Kit Caless (left) and Gary Budden (other co-director of Influx Press)

 
Influx Press is a new independent publisher that specialises in site-specific fiction. ‘Acquired for development by…’ is a collection of short stories and is said to ‘Reach the parts of Hackney Iain Sinclair doesn’t reach!’ We were intrigued so set to finding out more from Kit Caless, co-director.

 

 

Starting up from scratch, competing with the ‘big boys’; quite a challenge. What made you decide to do all of this?

Both Gary Budden (co-director) and I came to this through a shared history of DIY culture and zine publishing. Had we known the work that went into creating a book publishers we might never have started! The press really started to come together after we spoke to a few publishers about Acquired for Development By (whilst we were editing it), who actually advised that we did ourselves. Partly, I think, because of the book’s niche-ness but also to make us go away and leave them alone. The real inspiration came when we met Tom Chivers, director of Penned in the Margins (excellent poetry press) , who was incredibly encouraging and gave us invaluable advice and guidance from the start. Since we started taking it seriously, we’ve been pleasantly surprised by the interest and support people have shown us. We have two more books already lined up along the ‘site-specific’ theme which we will be starting in September.

 

You mention on your site that you’d rather deal directly with booksellers than have them purchase books via Gardners/Bertrams. What is the aim of this?

I feel, personally, that developing a good, personal relationship with people selling your book is important. If we can deal directly with the bookshop both parties win, and we feel involved with the people who are supporting us on a human level. Being such a small press, we can’t force wholesalers to pass on what we feel is a decent discount to the bookseller. The ‘new publishers’ offer from wholesalers is simply unaffordable for us, and doesn’t seem to benefit the bookshops either. This may well change depending on how many orders wholesalers get from booksellers who we haven’t made contact with yet, but right now, before the book is released it isn’t a great position to be in. It’s been a frustrating process so far, but I kind of understand why. If we don’t have the financial or promotional clout to make other people lots of money, why would they bother helping us out? We’re not angry about it, as this is something we are new to, but it seems counter-intuitive for a wholesaler to offer a book to a bookshop with very little discount. The bookshop won’t make any money from their end, which means they won’t buy it, which means the middle guys won’t make any money either, and we won’t shift the book. It feels very stagnant.

 

What have been your biggest challenges so far as an independent publisher?

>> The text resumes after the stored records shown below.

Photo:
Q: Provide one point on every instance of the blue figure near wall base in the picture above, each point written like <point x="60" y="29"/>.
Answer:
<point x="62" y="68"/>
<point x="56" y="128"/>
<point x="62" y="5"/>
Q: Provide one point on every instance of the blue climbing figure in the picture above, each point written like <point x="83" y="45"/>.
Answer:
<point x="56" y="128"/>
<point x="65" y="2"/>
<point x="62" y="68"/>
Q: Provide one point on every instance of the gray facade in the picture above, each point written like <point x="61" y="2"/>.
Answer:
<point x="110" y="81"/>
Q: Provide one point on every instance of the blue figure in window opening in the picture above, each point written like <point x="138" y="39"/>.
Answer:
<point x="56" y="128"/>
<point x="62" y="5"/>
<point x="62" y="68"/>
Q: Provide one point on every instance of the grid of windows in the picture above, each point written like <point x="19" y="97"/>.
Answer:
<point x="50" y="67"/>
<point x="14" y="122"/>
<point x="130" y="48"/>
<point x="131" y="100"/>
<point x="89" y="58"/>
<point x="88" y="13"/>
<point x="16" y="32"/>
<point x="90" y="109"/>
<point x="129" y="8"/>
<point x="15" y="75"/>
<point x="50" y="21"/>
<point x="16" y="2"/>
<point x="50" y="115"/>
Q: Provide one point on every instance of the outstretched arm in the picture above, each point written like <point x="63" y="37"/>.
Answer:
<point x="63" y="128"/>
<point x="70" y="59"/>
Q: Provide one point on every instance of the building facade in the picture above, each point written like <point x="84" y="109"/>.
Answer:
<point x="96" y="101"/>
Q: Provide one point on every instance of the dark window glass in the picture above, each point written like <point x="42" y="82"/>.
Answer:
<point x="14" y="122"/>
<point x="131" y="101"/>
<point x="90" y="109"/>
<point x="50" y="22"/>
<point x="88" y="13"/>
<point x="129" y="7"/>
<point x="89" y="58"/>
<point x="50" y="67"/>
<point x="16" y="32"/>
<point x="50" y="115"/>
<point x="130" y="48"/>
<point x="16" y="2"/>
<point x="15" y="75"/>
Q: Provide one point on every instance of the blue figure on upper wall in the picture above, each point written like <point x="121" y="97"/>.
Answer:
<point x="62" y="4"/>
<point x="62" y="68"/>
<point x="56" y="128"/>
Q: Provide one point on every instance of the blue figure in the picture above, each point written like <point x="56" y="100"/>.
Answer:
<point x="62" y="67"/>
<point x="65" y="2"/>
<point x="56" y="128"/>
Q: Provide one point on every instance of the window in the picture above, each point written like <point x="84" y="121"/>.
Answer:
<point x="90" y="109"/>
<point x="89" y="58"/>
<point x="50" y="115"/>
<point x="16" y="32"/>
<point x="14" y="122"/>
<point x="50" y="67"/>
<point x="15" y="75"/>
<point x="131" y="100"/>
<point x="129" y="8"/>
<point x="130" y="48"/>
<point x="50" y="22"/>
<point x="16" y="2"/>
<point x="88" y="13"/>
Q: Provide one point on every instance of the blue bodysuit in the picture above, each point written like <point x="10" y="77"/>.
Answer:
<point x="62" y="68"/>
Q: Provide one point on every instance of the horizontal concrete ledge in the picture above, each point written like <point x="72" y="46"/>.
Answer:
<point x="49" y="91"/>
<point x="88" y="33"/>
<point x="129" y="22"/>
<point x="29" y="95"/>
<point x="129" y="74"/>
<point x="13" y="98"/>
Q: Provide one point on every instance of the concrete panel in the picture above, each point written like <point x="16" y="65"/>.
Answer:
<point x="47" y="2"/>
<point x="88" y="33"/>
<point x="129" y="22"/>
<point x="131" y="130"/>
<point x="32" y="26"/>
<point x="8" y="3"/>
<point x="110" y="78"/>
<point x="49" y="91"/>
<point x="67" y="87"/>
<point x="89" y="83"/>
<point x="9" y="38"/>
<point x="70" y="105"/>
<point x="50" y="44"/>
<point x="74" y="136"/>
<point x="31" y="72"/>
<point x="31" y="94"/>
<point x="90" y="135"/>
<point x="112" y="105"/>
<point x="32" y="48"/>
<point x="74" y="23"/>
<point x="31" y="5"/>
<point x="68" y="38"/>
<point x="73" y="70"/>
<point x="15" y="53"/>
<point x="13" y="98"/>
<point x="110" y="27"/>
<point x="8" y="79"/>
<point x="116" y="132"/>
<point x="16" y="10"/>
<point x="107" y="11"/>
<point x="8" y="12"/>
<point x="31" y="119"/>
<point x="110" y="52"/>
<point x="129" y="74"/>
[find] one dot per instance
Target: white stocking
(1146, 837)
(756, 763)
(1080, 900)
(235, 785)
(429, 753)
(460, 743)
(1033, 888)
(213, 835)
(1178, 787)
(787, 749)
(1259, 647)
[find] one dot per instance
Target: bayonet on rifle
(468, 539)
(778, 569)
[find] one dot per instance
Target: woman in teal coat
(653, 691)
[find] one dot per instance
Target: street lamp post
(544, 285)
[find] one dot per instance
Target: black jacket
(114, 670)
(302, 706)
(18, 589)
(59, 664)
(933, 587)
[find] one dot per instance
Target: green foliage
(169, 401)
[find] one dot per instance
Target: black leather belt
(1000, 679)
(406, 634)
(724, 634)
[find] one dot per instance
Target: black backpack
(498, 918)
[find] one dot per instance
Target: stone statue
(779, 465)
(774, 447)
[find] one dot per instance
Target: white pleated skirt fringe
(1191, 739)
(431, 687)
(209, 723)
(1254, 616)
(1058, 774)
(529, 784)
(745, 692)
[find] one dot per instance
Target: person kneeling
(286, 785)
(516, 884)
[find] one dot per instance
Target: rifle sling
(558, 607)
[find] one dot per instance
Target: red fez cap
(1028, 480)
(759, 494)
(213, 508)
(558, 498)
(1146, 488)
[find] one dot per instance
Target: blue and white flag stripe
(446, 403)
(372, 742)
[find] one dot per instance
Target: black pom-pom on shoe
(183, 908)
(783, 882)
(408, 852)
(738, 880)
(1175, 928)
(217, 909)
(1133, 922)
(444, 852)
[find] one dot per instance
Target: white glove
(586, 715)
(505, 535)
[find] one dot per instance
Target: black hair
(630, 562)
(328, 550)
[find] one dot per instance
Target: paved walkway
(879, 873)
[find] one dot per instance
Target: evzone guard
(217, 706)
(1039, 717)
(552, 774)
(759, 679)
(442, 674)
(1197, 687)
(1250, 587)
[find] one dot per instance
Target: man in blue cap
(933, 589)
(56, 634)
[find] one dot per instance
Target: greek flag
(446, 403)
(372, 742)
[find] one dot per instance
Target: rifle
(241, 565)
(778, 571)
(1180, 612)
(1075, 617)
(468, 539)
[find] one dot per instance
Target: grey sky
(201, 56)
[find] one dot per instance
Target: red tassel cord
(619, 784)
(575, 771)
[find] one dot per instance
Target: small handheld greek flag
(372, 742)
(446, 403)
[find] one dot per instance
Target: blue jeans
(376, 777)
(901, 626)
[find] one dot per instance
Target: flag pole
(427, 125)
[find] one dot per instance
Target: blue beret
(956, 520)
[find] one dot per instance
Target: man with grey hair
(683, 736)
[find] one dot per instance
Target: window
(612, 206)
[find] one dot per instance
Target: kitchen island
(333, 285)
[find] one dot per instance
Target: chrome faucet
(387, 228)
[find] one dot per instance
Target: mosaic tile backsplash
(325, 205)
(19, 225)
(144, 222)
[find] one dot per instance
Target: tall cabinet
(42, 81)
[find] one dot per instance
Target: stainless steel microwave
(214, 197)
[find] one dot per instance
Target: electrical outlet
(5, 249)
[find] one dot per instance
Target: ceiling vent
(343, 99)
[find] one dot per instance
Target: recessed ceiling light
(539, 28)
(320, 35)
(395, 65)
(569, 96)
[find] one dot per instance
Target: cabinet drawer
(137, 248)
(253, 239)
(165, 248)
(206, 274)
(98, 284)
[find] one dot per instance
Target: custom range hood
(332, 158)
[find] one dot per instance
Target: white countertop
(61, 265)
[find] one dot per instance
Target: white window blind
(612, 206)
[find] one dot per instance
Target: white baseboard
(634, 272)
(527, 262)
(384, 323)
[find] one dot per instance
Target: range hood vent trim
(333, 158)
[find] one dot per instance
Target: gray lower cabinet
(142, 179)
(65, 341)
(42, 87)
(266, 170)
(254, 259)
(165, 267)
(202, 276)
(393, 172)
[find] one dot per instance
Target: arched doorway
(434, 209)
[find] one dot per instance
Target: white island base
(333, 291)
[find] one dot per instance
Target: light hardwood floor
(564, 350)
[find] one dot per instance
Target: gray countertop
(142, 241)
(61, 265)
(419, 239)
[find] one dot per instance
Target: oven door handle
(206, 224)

Money. Raising money to cover all our costs. Time too. Both Gary and I have regular jobs and haven’t taken a penny out of the setting up process. Maybe in the future we can do this full time. Also, accounting and financial stuff doesn’t come naturally to either of us. We are both writers/editors so it’s not something we’ve ever spent time learning in the past. You should have seen my first spreadsheet, it was the most embarrassing thing in the world. Thankfully since then, I’ve picked up a lot of advice and teaching from friends involved with that sort of thing and we’re much more confident about it.

 

And what parts have been most enjoyable?

I think putting Acquired for… together was probably the most enjoyable so far. It was such a lovely feeling to see the proofs of the book and have it in our hands. In the very near future, our events will be fun I think. We are part of Stoke Newington Literary Festival, and we’re setting up lots of events in bookshops around the capital.

 

Why should we read the book?

Acquired for Development By is a unique collection of stories set in one place. It isn’t just about Hackney, but about urban-living in general. It has elements of psychogeography, satire, whimsy, anger, surrealism. The work is varied enough that there is something in there for everyone, yet it pulls together as a lucid, fluid work in its entirety. Amongst the twenty-five pieces, there is some great work from Lee Rourke, Gavin James Bower, Molly Naylor as well as new and exciting unpublished writers. The short story is a great form for expressing a perspective or point of view concisely. When you have a collection like Acquired for Development By, you really get the sense that you’re seeing the same place from twenty-five different viewpoints.

 

And finally, what if I want to read it on my Kindle?

There will be an e-book version soon. We are in the process of converting the files etc. For a small press like ours, we think e-books and physical books can co-exist peacefully. From a personal perspective I prefer a paperback, but I have friends who just buy e-books. I wouldn’t want them to miss out on reading our work just because they choose to read in a different way to me. I think the biggest hurdle that we face with an electronic version is how to distribute and where to make the book visible. We are working with a guy who is fascinated with digital publishing so hopefully we can work something out and perhaps get a little innovation going. When you’re a start up anything it’s good to experiment because you don’t have the rigid formulas and systems of previous directors or larger, more cumbersome hierarchical practices. You can make decisions quickly and adapt more readily. On the other hand, you lack the exposure that will get your book to people who maybe interested in it.